Source: Reuters    Author: Harry Suhartono, Candida Ng, Kevin Lim    05/15/2009

Subject Concerned: Aircraft   Opinion   Airlines   Aviation Fuel   

Singapore Airlines, the second biggest carrier by market value, saw passenger loads stabilise in April but said on May 15 that there were no signs demand would pick up in an industry reeling from fuel costs and flu worries.

Investors, sweetened by the firm's offer to hand out its stake in a food firm via dividends, shrugged off a collapse in fiscal fourth quarter profits to leave its shares unchanged, but saw a bearish outlook ahead.
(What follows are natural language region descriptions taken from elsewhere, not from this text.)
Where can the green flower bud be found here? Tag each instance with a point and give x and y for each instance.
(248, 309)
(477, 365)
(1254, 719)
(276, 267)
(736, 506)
"The main issue now is not swine flu but the recession. I believe that discounted airfares will continue for at least another six to nine months," said Roger Tan of SIAS Research. "There may be a correction ahead for SIA."

Singapore Airlines said on May 15 that it filled 63.7 percent of the space available, down 3.8 percentage points from a year ago but up from 62.6 percent in March. It has slashed capacity and cut staff hours on falling passenger and cargo demand this year.

But the airline said it would not change its business model, which is geared more towards the premium travel sector, and would stick to this year's plan to take delivery of five Airbus A380 superjumbos and seven A330-300s despite the slowdown.

However, its plans to expand into China are on hold in the short-term since it will not revive stalled talks over an investment in China Eastern Airlines, a move that would have given it access to the hottest growth market in aviation.

"We still maintain an interest in having the opportunity to participate in the airline investment in China. The immediate situation that we have before us, our hands are full, therefore it's not a burning priority," said CEO Chew Choon Seng at a briefing on May 15.

Last year, Singapore Airlines, along with majority shareholder Temasek, offered US$920 million for a combined 24 percent stake in China Eastern, but the Chinese carrier's shareholders rejected the bid and it also faced strong opposition from Air China.

"It seems like they are losing market share, I think that's our key concern," said an airline analyst at a bank in Hong Kong, who declined to be identified. "I think (China) would be a good idea, that's the fastest growing market."

On May 14, Singapore Airlines reported a 92 percent drop in net profit for its fiscal fourth quarter ended in March, hit by the weak travel market and fuel hedging losses of about US$370 million.

Many airlines increased their hedging of fuel costs when oil prices CLc1 soared last year, but were burned, having locked in fuel supplies at over US$100 a barrel, when oil slid back to under US$50 this year.

Chew said the airline hedged only a quarter of its fuel requirements for the current 2009/2010 financial year.